In an indication that the government may have secretly taped some of the group's discussions, the indictment quotes Batiste declaring his intention to wage a "full ground war" against the United States in order to "kill all the devils we can." The operation, he is quoted as saying, would be "just as good or greater than 9/11."

The group once discussed destroying the Sears Tower, according to the indictment. They also allegedly discussed bombing FBI buildings in North Miami Beach and four other cities, and videotaped several of the local government buildings in Miami-Dade County.

Gonzales said the group intended to carry out the attacks and had taken preliminary steps toward that goal. He said the plot was disrupted under a Justice Department strategy to arrest would-be terrorists as soon as it has gathered enough evidence to convict them of a crime.

In a later briefing with reporters, Deputy Attorney General Paul McNulty added that the government would rather be criticized for moving too aggressively than face blame for allowing an attack to happen.

"We have to do everything within our power to identify the risks and to stop them at the earliest stages of planning," McNulty said. "We have to have a preventative approach."

The timing of the arrests raised eyebrows among some Bush administration critics because they coincided with a New York Times article revealing that the administration has been secretly tapping into a vast financial database containing Americans' banking transactions, searching for evidence of terrorist activity without individual court warrants.

The White House knew about the banking story in advance because it had been talking with The Times, urging the paper not to publish the information.
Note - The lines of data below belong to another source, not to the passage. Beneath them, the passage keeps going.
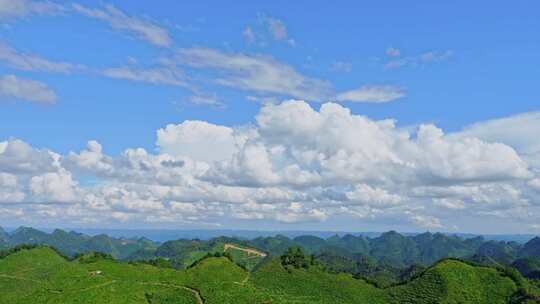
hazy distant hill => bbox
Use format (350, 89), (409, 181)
(0, 248), (539, 304)
(0, 227), (157, 259)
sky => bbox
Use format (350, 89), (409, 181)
(0, 0), (540, 233)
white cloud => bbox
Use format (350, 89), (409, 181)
(345, 184), (403, 208)
(265, 17), (296, 46)
(101, 66), (187, 86)
(453, 112), (540, 155)
(0, 0), (63, 18)
(411, 215), (443, 229)
(72, 4), (172, 47)
(529, 178), (540, 192)
(386, 47), (401, 57)
(0, 100), (540, 230)
(156, 120), (236, 162)
(0, 139), (56, 175)
(176, 48), (332, 101)
(330, 61), (352, 73)
(242, 26), (256, 43)
(0, 42), (84, 74)
(188, 94), (226, 109)
(0, 75), (57, 103)
(29, 171), (78, 203)
(336, 85), (405, 103)
(384, 50), (454, 69)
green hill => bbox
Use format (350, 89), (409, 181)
(0, 247), (533, 304)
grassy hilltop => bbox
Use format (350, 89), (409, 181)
(0, 247), (535, 304)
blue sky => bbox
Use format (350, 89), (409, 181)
(0, 0), (540, 232)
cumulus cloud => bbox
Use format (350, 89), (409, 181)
(336, 85), (405, 103)
(0, 100), (540, 230)
(265, 17), (296, 45)
(72, 4), (172, 47)
(156, 120), (236, 162)
(452, 112), (540, 166)
(0, 75), (57, 103)
(188, 94), (226, 109)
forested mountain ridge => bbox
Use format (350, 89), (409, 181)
(0, 247), (540, 304)
(0, 227), (540, 285)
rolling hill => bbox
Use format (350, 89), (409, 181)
(0, 247), (535, 304)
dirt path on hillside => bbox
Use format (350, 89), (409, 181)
(76, 280), (116, 292)
(223, 243), (266, 258)
(139, 283), (204, 304)
(0, 274), (41, 283)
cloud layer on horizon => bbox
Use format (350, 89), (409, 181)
(0, 100), (540, 230)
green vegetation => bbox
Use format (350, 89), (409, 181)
(0, 246), (537, 304)
(0, 227), (540, 303)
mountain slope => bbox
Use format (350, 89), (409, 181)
(0, 247), (518, 304)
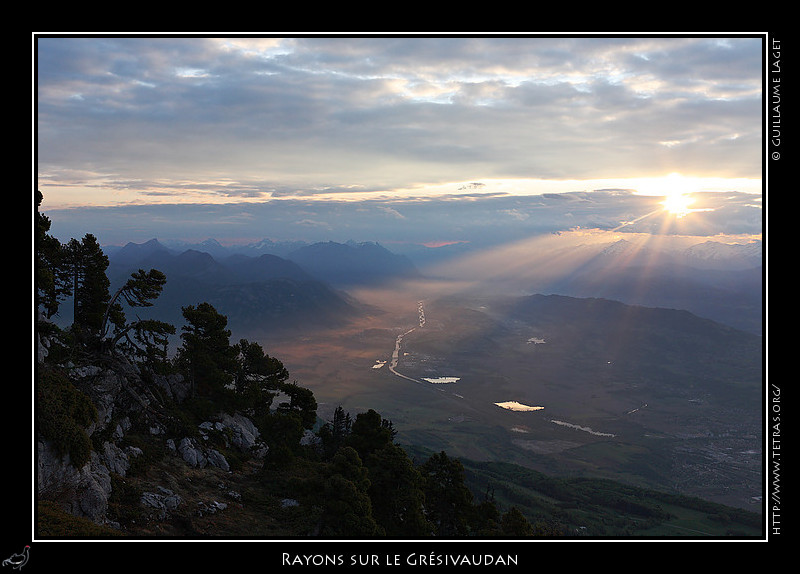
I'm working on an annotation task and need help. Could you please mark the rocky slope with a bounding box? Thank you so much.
[36,324,300,537]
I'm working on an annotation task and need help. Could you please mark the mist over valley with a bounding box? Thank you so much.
[90,234,763,511]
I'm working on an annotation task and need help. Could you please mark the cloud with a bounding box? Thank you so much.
[36,36,761,209]
[45,189,762,246]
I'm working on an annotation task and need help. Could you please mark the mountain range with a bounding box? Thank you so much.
[105,239,418,336]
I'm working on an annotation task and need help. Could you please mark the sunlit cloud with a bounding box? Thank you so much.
[36,32,762,246]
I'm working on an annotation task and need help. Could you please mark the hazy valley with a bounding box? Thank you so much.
[100,236,763,512]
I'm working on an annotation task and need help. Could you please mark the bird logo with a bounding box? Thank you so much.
[3,546,31,570]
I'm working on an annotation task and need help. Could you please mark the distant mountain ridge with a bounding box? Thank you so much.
[104,239,420,287]
[108,239,360,336]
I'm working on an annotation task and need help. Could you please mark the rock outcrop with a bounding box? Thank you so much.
[36,340,266,527]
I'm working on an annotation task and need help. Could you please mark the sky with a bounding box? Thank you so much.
[33,34,764,250]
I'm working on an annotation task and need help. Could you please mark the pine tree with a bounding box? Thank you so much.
[176,303,237,398]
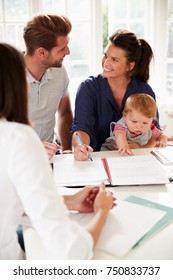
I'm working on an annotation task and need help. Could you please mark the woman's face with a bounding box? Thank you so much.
[102,43,135,78]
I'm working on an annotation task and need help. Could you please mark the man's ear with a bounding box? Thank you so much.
[37,47,47,58]
[129,61,135,71]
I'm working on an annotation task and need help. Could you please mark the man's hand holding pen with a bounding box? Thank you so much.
[74,133,93,161]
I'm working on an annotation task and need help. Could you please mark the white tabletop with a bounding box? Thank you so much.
[24,149,173,260]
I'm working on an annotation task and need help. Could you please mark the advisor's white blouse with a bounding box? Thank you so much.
[0,119,93,260]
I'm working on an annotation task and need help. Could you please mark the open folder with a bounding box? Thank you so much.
[54,154,169,187]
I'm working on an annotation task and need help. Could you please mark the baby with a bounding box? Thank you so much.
[101,93,167,155]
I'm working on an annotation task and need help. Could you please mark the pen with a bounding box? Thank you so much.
[76,133,93,161]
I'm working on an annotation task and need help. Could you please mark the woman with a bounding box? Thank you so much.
[71,30,159,160]
[0,43,115,259]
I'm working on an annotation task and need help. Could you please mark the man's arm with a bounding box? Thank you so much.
[58,96,73,151]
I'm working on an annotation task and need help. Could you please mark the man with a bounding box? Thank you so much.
[23,15,73,158]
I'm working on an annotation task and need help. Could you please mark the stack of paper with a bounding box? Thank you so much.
[68,201,166,258]
[53,154,169,187]
[53,154,107,187]
[151,146,173,165]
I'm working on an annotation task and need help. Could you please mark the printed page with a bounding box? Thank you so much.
[53,154,108,186]
[107,155,169,185]
[151,146,173,165]
[70,201,166,258]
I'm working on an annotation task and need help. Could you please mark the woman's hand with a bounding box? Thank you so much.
[43,142,62,159]
[74,144,93,161]
[64,184,115,213]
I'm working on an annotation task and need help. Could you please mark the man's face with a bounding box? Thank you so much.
[43,36,70,68]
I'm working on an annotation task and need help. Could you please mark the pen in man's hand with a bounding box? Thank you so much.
[76,133,93,161]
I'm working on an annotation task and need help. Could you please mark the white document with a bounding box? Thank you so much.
[151,146,173,165]
[107,155,169,185]
[53,154,107,186]
[70,201,166,258]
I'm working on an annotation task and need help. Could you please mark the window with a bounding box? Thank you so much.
[166,0,173,96]
[107,0,173,102]
[0,0,173,104]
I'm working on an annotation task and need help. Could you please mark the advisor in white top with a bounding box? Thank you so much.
[0,43,115,259]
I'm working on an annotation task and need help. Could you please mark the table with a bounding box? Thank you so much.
[24,149,173,260]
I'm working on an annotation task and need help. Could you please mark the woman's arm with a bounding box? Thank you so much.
[72,130,93,160]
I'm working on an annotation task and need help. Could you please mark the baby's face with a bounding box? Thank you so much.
[124,110,153,135]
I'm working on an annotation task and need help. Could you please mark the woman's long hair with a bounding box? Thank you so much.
[0,43,29,124]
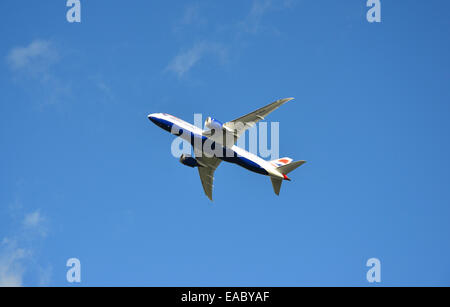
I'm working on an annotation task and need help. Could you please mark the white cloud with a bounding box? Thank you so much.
[23,210,43,228]
[0,210,51,287]
[6,39,58,70]
[166,42,227,77]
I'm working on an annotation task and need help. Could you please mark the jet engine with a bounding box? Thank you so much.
[205,117,223,131]
[180,154,199,167]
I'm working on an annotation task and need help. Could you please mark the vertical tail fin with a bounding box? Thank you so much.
[270,158,306,195]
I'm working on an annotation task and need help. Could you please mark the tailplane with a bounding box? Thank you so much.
[270,158,306,195]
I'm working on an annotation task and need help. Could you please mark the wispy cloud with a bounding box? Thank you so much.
[6,39,58,72]
[166,42,227,77]
[5,39,71,105]
[0,210,51,287]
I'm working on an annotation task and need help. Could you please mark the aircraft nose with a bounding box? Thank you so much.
[147,113,158,124]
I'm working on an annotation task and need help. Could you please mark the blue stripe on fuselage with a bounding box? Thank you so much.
[150,117,269,175]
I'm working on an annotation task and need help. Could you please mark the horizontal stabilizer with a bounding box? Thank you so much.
[277,160,306,174]
[270,177,283,195]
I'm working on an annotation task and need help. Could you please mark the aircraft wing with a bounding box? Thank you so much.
[224,98,294,140]
[196,155,222,200]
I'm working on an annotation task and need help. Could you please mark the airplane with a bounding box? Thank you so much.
[148,98,306,201]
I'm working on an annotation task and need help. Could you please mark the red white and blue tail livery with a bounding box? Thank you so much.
[148,98,306,200]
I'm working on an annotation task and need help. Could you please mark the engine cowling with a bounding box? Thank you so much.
[180,154,199,167]
[205,117,223,131]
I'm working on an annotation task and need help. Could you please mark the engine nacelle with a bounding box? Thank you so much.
[180,154,199,167]
[205,117,223,131]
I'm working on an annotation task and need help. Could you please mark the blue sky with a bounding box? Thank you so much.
[0,0,450,286]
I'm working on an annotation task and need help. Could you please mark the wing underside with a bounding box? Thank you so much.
[197,156,221,200]
[224,98,294,140]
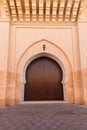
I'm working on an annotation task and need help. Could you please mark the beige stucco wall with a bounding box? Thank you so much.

Agents made the Miami arrests, meanwhile, a month after the final event cited in the indictment -- a conversation in which Batiste allegely told the informant that "he was experiencing delays [in the mission] because of various problems within his organization."
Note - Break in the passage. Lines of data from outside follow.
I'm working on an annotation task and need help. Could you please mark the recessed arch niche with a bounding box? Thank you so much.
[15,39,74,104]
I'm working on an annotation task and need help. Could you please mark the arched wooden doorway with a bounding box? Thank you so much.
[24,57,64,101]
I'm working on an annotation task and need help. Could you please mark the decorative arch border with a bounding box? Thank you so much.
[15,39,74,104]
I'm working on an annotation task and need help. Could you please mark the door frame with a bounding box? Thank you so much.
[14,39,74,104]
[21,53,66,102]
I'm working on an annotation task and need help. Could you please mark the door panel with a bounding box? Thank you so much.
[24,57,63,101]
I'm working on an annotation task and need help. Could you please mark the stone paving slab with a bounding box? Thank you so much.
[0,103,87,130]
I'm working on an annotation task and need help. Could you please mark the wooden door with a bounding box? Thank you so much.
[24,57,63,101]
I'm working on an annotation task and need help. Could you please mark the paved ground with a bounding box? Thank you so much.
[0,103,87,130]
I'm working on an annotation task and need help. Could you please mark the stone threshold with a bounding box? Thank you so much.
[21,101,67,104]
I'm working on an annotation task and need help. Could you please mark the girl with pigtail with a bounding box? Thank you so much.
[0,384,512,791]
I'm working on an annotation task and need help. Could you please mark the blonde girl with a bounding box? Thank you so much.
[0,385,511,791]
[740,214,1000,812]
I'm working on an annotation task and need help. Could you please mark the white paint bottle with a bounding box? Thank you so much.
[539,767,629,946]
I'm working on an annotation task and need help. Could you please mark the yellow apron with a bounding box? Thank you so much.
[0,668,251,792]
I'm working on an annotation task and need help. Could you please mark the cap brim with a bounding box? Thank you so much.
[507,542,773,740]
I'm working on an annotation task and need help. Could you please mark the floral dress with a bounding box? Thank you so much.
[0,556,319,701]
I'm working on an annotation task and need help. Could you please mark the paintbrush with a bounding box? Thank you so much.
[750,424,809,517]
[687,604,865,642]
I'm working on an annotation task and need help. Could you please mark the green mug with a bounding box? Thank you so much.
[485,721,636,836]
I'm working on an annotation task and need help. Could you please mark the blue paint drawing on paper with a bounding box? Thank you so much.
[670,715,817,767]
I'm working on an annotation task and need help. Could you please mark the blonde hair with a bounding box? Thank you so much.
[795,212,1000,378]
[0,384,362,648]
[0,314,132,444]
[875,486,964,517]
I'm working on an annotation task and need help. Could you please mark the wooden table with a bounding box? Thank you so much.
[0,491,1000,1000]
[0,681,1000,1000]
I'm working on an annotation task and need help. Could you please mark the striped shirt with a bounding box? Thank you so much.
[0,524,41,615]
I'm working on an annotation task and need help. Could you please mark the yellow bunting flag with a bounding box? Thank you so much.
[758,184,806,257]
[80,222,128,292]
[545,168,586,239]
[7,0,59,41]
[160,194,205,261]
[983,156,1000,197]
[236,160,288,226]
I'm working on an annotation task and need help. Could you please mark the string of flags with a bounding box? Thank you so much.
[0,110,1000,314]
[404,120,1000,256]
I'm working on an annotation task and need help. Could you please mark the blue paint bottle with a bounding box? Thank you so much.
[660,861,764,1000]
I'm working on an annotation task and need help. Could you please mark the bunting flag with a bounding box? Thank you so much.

Congressman Edward J. Markey, Democrat of Malden and a member of the House Homeland Security Committee, said in a phone interview yesterday that he suspected the Bush administration used the arrests as a distraction from headlines about the secret banking surveillance program, which he said was probably illegal.

Gonzales said the administration believed the banking program was legal, and said the decision to arrest the men was made "by the folks in Miami, by the career folks, the career investigators, the career prosecutors" and not by political appointees in Washington.

Later, McNulty said "there is no connection" between the Miami arrests and the banking surveillance story. "The [terrorism] case came forward when it was ready."

In a Miami press conference, US Attorney R. Alexander Acosta said the decision to arrest the men on Thursday was based on law enforcement considerations, including ensuring they had enough evidence to indict the men, and making sure authorities had identified all of the alleged conspirators.

In addition to Batiste, the indictment named Patrick Abraham , Stanley Grant Phanor , Naudimar Herrera , Burson Augustin , Lyglenson Lemorin and Rotschild Augustine as codefendants. The Justice Department did not specifiy which two were not US citizens.

There were conflicting reports from neighbors in Miami about whether the group considered themselves to be Muslims or some other kind of spiritual sect.

Although several early media reports quoted an unnamed law enforcement source describing the group as "radical Muslims," the indictment did not mention any religious affiliation. A local television station interviewed a relative of one of the men who said that they studied the Bible, not the Koran, and that they called their headquarters a "temple," not a mosque.

American Muslim civil rights groups said the group had been unknown to the Muslim community before they were arrested.